The sheriff carefully gave the fella the impression someone other than himself made the determination, less'n down the road it turned out be be another false alarm. Ebola, anthrax, and the ISIS assault on Lake Michigan were still sore spots at HomSec.
“Cyclowhat?”
“Cyclotrimethylenetrinitramine.” It's a word he'd practiced, and now could rattle off like he knew what it was. May come in handy, when the TV people show up. As they most certainly will, once he made a few more phone calls. Carpe diem, seize the day. This time next year he could be running for state senator.
“Who's this again?” the fella asked.
“Sheriff Claxon, head of the Shaleville Pennsylvania Department of Public Safety.”
“Yessir. And some expert says you have this cyclowhatever. You want to tell me what it is, and why I need to know about it?”
“Damn, sonny, it's some kinda explosive substance, more powerful than TNT, and the expert is Bugle Boy, a highly-trained bomb sniffer.”
“Bugle Boy? That sounds like a dog's name.”
“He is a dog. Ain't you never passed through an airport? Had them sniff your luggage?”
“Wait a sec. Bugle Boy. Isn't he the dog with over a million views on YouTube?”
“Let me speak to your supervisor.”
The sheriff experienced his seminal Ah-Ha moment. McClintock was the leader of some home-grown white man’s group. Could be a connection to Irish terrorists. Or Scotchland; the fella who bombed Oklahoma City was also a Mac, a Mick, along those ethnical lines.
And the targets this time are something to chill the hearts of Patriotic Americans. Not the Super Bowl or Mall of America. That's just dead bodies; tragic, but soon passing from memory.
No, it's more likely sacred shrines, like Historical Monuments. The Statue of Liberty, the Lincoln Memorial. Or right here, where McClintock was apprehended. Caught in the act. The old Lucky Strike breaker. The place Marge calls the Ronald Reagan Memorial Anthracite Processor.
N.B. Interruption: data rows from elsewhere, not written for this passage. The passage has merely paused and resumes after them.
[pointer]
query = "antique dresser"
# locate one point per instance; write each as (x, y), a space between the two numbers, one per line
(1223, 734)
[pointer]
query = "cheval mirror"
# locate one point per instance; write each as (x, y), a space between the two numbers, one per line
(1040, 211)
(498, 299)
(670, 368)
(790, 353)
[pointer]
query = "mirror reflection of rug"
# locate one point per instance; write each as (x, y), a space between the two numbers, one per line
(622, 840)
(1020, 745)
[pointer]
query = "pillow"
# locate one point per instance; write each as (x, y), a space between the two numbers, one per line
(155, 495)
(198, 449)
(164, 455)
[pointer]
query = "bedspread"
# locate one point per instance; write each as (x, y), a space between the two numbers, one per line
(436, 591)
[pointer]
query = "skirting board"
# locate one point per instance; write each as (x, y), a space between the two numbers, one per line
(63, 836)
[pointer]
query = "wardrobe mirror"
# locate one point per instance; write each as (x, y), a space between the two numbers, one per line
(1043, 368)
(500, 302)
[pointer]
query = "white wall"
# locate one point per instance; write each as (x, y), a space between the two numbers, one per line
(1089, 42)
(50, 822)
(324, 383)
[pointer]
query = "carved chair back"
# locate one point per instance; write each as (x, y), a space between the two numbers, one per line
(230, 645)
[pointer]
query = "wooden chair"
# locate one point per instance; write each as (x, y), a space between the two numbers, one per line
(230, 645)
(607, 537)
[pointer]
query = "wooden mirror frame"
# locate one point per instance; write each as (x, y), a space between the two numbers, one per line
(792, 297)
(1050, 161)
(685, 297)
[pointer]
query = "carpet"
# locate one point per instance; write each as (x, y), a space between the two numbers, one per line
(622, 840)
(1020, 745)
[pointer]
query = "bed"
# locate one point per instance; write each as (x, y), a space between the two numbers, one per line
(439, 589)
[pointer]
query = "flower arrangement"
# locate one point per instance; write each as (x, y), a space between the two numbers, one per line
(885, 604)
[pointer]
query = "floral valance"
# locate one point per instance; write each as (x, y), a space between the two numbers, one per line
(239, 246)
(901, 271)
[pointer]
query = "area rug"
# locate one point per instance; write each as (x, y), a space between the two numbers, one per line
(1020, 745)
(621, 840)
Maybe it's time for all of us to start calling it that.
This McClintock most likely got ahold of a list off some damn website, one that has the newest ones up top, and not being a Schuylkill County native, don’t know the coal breaker ain’t exactly on a par with the Liberty Bell.
Best get someone out there to secure it, in case the rest of McClintock's sleeper cell wakes up. Deputize those two retired coal miners and town nuisances, Day Late and Dollar Short, to guard the derelict pile of rubbish. It was where they’d started their careers, sixty some years ago, as breaker boys. Not no way a terrorist could sneak Cyclotrimethylenetrinitramine past Day and Dollar.
“Yes, I'm still holding. Tell your super to call me back. There's a whole list of emergency orders I need to put in place. Oh. Hello. Yessir. This is Sheriff Claxon, and I have a terrorist in custody. Caught him red-handed at the Reagan Memorial, with a car load of Cyclotrimethylenetrinitramine.” He hoped the word struck fear in the hearts of those who have no idea what it is.
“You want us to waterboard him, or you plan to send a specialist to do it? Uh huh. Alrighty, then, we'll hold him for your people. But you best get on it. You remember the hair-on-fire fella, prior to 9/11? They shoved him aside, and the next thing you know, we're quagmired in a trillion-dollar clusterfuck.